Since your server response header does not specify character encoding, the meta statement rules. Forcing the browser to utf-8 shows you are using utf-8 encoding, so changing the meta statement should fix things up.
Notice ultranerds said changing that meta was what’s messing it up – hence it being back at the unbroken version – and hence his problem NOT lying with the meta, but lying in changing the meta and nothing else.
Jason, When I looked at the linked page, the meta statement set character encoding to iso-8859-1, and character rendering indicated that multi-byte character were rendered as multiple single byte characters. Forcing FF to use utf-8 as the encoding made the character renderings correct. From that I deduce the actual encoding is, indeed, utf-8 and, since the server does not set encoding, that leaves the meta element to do so.
Did you test as I did, or take the OP’s word for what was done?
Funny, it was the other way around when I tested… we’re probably looking at shifting code as he tries to figure it out.
Making that change using Opera’s editor just made the page worse – Opera still reporting ISO-8859-1 even with the META – but that’s consistent with the behavior of just trying to use the meta to change that in the first place.
Though looking deeper it has all sorts of code errors that could be putting the rendering all over the place across browsers. (originally I just looked at it in Opera). LINK inside BODY, MULTIPLE HEAD and BODY elements…
AHA, that’s why Opera’s ignoring it… all content after the second HEAD goes back to the default; ISO-8859-1… you say HEAD twice and BODY twice, don’t expect things to be applied properly.
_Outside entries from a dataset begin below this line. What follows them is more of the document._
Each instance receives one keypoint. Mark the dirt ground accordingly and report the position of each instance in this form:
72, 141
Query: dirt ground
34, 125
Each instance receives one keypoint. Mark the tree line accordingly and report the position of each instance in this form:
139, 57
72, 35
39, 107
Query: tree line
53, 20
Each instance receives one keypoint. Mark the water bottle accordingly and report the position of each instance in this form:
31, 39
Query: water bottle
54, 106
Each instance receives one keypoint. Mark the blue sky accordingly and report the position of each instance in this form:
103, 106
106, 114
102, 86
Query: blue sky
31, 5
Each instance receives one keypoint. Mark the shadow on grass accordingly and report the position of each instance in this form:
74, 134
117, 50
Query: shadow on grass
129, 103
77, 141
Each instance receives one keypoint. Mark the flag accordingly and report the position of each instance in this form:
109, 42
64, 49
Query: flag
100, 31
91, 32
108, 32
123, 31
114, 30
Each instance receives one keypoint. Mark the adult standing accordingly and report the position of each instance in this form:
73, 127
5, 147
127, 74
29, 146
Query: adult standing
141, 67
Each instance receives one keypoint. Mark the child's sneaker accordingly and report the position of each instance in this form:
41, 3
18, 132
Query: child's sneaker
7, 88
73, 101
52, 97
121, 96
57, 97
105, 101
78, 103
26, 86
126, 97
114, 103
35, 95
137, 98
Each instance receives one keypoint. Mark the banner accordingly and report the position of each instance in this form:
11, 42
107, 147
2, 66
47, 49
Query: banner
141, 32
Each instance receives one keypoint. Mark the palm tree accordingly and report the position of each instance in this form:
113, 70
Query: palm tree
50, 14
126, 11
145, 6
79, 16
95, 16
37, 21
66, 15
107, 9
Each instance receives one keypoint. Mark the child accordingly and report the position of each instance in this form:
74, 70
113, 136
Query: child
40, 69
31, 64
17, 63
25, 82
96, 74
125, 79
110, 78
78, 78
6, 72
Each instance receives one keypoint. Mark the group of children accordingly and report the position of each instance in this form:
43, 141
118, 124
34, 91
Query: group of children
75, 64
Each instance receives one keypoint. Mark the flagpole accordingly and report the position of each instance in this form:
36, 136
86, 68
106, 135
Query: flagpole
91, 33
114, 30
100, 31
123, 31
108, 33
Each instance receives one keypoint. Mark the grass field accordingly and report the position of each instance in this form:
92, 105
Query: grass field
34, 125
Thanks for the replies everyone I see what you mean, there are 2 BODY and 2 HEAD tags. Lemme try and fix those up, and see if that helps (I expect it will, as you said - its resetting the encoding for the page once it reaches the 2nd head)
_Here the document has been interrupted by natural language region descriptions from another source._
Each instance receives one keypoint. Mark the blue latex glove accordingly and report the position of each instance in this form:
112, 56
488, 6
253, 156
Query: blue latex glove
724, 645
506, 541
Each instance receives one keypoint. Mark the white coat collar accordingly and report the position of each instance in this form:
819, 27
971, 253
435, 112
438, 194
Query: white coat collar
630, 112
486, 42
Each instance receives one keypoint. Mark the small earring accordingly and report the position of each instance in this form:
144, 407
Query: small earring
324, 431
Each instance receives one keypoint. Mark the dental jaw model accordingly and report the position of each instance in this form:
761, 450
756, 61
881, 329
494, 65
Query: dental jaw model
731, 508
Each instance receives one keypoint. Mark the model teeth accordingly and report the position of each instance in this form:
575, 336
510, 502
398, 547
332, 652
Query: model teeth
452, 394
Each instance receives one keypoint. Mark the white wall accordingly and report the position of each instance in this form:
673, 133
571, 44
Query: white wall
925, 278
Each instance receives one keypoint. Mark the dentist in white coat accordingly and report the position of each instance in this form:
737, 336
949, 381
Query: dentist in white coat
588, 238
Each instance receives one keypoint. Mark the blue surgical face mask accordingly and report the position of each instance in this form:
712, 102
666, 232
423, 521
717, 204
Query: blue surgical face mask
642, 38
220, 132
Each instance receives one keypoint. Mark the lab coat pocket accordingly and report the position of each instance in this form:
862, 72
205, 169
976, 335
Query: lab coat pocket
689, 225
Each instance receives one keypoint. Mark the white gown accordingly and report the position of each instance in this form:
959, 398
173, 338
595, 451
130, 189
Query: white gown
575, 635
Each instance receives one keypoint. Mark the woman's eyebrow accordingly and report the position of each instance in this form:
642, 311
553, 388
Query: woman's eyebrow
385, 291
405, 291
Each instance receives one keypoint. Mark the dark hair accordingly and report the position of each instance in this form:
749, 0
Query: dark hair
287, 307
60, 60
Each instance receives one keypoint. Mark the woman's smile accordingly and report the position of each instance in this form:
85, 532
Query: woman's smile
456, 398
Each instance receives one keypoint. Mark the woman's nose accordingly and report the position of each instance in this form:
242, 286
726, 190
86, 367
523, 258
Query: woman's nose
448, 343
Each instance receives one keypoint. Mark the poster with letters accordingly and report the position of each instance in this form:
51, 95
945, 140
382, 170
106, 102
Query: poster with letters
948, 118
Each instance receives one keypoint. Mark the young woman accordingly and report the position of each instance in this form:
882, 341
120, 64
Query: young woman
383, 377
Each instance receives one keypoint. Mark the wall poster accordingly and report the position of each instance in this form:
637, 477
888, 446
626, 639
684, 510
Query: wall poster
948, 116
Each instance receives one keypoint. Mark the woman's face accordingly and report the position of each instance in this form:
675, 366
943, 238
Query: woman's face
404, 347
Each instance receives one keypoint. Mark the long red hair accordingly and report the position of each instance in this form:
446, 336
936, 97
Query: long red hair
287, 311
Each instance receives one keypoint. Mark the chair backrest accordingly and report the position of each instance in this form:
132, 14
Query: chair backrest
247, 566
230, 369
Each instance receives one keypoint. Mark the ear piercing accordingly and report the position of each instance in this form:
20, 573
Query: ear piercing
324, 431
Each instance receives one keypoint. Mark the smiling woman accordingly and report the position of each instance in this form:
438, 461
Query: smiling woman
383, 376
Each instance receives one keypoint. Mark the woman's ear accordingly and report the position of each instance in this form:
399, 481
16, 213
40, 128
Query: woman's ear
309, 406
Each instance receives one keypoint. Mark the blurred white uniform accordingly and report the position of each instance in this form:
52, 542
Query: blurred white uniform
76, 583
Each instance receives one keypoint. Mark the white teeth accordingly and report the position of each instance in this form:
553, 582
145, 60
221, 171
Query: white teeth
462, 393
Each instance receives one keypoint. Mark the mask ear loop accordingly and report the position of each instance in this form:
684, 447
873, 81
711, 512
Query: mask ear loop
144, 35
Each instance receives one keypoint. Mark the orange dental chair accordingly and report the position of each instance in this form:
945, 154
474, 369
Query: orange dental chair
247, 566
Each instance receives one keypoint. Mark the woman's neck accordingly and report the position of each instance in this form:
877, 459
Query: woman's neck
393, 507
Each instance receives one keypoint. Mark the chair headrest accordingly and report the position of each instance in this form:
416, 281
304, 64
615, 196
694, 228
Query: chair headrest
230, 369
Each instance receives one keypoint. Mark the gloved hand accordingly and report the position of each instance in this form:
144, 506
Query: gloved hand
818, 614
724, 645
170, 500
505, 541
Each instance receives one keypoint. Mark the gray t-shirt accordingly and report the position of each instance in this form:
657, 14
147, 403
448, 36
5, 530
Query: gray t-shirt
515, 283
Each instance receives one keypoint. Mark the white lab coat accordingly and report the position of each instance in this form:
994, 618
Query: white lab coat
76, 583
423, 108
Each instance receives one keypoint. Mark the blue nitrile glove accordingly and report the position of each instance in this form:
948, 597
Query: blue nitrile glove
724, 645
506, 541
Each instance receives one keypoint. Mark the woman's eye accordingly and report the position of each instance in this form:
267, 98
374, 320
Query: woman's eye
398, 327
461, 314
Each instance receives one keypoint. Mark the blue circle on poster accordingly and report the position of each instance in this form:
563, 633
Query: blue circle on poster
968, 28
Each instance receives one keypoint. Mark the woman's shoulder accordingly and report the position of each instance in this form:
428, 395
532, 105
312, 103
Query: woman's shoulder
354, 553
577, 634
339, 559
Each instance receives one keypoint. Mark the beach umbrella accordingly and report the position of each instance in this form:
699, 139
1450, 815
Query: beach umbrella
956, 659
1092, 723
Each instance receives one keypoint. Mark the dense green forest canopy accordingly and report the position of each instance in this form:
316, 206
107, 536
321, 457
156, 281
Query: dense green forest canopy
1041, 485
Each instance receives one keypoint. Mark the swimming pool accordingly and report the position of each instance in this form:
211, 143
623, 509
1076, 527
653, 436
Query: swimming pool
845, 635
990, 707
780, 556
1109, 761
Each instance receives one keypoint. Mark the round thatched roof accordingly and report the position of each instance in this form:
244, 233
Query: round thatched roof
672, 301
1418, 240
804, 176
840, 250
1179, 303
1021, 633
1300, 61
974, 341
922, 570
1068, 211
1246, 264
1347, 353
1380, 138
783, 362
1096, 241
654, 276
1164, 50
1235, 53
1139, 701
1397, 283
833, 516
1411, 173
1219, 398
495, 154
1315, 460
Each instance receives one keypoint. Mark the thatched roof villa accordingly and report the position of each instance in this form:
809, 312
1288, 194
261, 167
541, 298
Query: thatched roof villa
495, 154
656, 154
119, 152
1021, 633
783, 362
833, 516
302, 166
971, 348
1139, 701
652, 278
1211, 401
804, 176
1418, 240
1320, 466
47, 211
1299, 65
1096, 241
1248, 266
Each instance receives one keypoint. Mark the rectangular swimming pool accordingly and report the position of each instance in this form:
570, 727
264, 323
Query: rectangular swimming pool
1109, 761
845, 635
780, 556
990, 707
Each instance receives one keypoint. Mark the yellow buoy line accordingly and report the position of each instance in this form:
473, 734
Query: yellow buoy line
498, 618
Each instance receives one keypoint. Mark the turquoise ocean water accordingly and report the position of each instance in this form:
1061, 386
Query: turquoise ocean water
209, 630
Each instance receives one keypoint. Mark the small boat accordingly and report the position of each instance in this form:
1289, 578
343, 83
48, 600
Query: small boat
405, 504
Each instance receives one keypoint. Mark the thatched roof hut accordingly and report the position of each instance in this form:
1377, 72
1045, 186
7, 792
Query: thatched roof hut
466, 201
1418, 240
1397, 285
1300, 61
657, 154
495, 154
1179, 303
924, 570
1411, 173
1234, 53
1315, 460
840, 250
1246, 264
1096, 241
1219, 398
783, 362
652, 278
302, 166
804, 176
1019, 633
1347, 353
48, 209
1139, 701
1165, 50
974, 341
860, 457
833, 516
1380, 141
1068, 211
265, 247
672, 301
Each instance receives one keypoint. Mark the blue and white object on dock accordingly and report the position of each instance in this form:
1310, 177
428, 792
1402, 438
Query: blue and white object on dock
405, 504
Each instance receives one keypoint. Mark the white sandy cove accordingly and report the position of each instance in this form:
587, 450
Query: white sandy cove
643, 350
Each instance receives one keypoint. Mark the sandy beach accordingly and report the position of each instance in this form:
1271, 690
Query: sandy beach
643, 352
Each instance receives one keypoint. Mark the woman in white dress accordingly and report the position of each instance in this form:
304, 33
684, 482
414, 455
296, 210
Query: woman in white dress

I’ve fixed up that part of it, but still no joy (I’ve removed the 2nd instances of <head> and <body>), yet not change. I also tried removing the extra stuff (scripts, link, etc) after the closing </head> tag, but that didn’t help either
I’ve also change the meta-type now to utf-8, so you can see the issue I’m having
Server says UFT-8, browser is set to unicode (utf-8) setting in Firefox. Since I’m seeing the ? I’d either say the document wasn’t originally saved as UTF-8 (though Gary says he sees otherwise) or that somewhere the document gets converted to latin-1 and then back.
OMG, just tried that and it seems to have worked (gotta go through several hundred templates though to change them into UTF8 format, so may take a while - unless there is a SSH command I can run to do this quicker? ;))
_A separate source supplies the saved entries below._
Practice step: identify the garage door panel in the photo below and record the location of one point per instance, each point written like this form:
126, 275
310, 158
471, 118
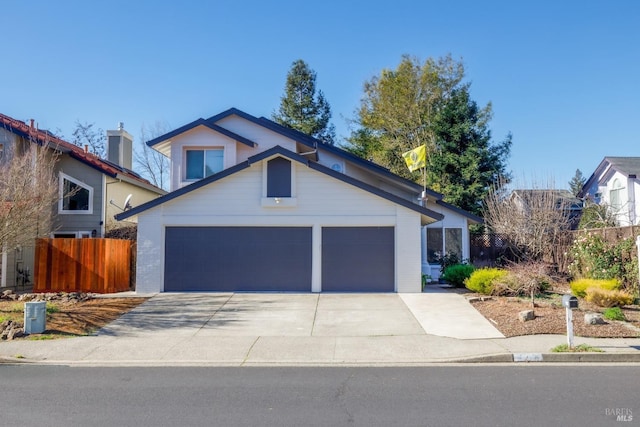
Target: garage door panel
358, 259
238, 259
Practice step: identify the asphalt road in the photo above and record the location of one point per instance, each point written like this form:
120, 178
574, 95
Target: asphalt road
523, 395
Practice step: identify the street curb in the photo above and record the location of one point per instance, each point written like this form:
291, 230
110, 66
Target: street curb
13, 360
550, 358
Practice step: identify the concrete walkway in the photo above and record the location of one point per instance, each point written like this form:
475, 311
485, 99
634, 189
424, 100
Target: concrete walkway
305, 329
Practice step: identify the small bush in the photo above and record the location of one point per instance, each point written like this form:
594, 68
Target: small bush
483, 280
613, 313
457, 274
579, 287
608, 298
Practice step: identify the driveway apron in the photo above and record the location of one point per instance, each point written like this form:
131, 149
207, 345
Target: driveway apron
435, 312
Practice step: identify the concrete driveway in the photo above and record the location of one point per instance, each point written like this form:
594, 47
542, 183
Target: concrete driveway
436, 312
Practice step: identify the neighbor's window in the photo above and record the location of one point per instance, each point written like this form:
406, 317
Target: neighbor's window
439, 243
76, 197
615, 195
202, 163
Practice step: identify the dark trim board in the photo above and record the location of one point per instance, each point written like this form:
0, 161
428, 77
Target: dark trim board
358, 259
235, 259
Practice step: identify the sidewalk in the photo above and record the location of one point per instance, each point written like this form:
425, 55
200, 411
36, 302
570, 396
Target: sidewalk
307, 330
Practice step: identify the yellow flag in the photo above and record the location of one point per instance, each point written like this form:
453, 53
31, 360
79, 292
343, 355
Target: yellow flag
416, 158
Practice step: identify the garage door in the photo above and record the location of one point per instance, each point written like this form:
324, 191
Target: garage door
358, 259
237, 259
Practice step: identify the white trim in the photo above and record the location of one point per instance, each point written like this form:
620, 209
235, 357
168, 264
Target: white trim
79, 183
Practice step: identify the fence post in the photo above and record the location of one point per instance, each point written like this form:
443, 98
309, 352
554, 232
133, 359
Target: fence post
638, 246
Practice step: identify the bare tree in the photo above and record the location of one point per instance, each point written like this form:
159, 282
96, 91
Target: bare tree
532, 221
28, 192
153, 165
86, 135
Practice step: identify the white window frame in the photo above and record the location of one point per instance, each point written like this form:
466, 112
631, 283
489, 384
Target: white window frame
204, 149
61, 209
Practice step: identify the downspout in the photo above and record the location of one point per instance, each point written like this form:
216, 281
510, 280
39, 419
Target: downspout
103, 222
632, 199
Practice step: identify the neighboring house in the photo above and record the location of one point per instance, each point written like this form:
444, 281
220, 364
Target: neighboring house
256, 206
560, 199
615, 183
87, 185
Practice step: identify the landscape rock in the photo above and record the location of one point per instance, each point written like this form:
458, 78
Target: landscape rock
526, 315
594, 319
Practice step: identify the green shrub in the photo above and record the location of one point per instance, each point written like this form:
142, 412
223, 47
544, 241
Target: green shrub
483, 280
457, 274
608, 297
579, 287
613, 313
594, 257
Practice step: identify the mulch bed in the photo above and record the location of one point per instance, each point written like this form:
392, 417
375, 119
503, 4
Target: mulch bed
502, 312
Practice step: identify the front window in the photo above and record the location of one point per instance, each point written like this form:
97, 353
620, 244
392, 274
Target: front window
76, 197
203, 163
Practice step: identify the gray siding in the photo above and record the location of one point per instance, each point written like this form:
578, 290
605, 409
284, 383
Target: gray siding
358, 259
238, 259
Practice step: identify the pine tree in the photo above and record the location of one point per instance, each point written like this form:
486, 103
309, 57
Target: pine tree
301, 108
428, 103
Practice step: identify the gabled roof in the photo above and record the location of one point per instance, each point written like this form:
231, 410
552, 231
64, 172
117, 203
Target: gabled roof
625, 165
316, 144
46, 138
201, 122
427, 215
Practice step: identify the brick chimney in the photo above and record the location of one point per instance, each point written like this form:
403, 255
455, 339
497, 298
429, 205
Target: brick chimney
120, 147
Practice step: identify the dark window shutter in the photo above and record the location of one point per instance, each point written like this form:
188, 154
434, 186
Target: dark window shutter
279, 177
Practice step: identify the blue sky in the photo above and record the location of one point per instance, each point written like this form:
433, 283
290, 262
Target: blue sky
563, 76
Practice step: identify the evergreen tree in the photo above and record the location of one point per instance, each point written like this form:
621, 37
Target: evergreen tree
465, 163
301, 108
428, 103
577, 182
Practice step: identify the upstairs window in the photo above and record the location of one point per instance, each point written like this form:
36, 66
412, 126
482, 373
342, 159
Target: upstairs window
75, 196
203, 163
279, 177
615, 195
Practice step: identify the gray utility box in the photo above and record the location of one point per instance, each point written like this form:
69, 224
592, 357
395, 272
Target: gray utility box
35, 317
569, 301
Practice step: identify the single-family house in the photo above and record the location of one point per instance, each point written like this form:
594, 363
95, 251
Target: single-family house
255, 206
615, 183
92, 190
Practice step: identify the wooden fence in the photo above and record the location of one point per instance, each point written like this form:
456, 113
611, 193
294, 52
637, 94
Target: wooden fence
82, 265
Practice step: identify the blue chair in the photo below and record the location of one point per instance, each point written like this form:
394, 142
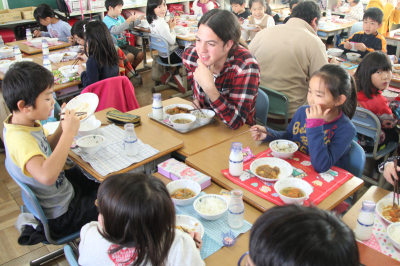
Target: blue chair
278, 105
262, 105
32, 206
368, 124
356, 164
161, 45
70, 255
358, 26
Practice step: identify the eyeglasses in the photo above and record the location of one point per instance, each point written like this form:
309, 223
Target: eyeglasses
244, 259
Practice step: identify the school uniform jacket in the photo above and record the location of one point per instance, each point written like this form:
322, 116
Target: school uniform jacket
374, 42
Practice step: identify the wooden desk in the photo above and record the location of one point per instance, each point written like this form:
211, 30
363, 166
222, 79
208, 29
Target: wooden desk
211, 161
195, 141
32, 50
394, 40
164, 145
368, 256
227, 255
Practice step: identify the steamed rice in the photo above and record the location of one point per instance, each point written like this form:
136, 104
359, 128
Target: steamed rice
211, 206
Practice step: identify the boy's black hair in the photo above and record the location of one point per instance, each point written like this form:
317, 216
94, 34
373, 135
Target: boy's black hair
151, 5
294, 2
78, 30
239, 2
374, 13
372, 63
25, 81
307, 10
113, 3
99, 44
296, 235
44, 11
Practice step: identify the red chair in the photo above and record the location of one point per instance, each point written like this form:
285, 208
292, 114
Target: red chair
116, 92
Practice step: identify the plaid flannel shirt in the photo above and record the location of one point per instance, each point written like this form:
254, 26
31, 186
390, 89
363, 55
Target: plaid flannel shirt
237, 84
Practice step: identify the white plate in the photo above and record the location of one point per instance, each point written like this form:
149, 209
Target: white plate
386, 201
190, 223
90, 98
66, 67
395, 70
285, 168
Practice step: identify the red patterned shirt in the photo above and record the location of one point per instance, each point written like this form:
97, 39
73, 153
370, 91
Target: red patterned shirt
237, 84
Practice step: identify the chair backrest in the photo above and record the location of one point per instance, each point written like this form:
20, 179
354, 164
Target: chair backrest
278, 103
70, 256
367, 124
262, 106
32, 204
358, 26
116, 92
356, 162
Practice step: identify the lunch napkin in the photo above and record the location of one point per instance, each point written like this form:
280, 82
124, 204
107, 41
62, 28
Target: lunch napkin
213, 230
111, 157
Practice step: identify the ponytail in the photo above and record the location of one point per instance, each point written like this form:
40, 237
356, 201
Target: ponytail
339, 82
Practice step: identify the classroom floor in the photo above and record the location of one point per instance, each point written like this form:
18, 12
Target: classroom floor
13, 254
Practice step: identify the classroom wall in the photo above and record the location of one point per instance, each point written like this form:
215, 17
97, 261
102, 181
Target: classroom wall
25, 3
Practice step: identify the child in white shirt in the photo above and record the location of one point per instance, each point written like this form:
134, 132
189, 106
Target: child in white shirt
259, 18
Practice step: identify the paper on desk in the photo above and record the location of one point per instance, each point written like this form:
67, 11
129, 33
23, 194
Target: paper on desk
111, 157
More than once I’ve seen people on these forums with documents which were saved as “ANSI” (I’m not even sure what that is, I thought it was a standards body)… it seems copies of Notepad and other text editors (esp outside the US?) are defaulted to that.
Wonder if it would be a good idea to have a charset/MIME type sticky thread somewhere in the forums we could point people too? (with a link to that W3C page that explains the BOM pretty well)
ANSI is the organisation which set the ASCII standard, i.e. 256 different symbols that a computer can use, etc. Hence why Unicode was needed. ANSI can also mean Windows-1252 a superset of ISO 8859-1 in fact there can be disambiguation.
This is why I always use named entities for anything outside ASCII … I have no idea what encoding my text editor uses, so marking characters up as, eg, é solves the problem of what encoding to set. As a bonus, named entities are often easier to remember than the Alt-#### codes needed to produce them.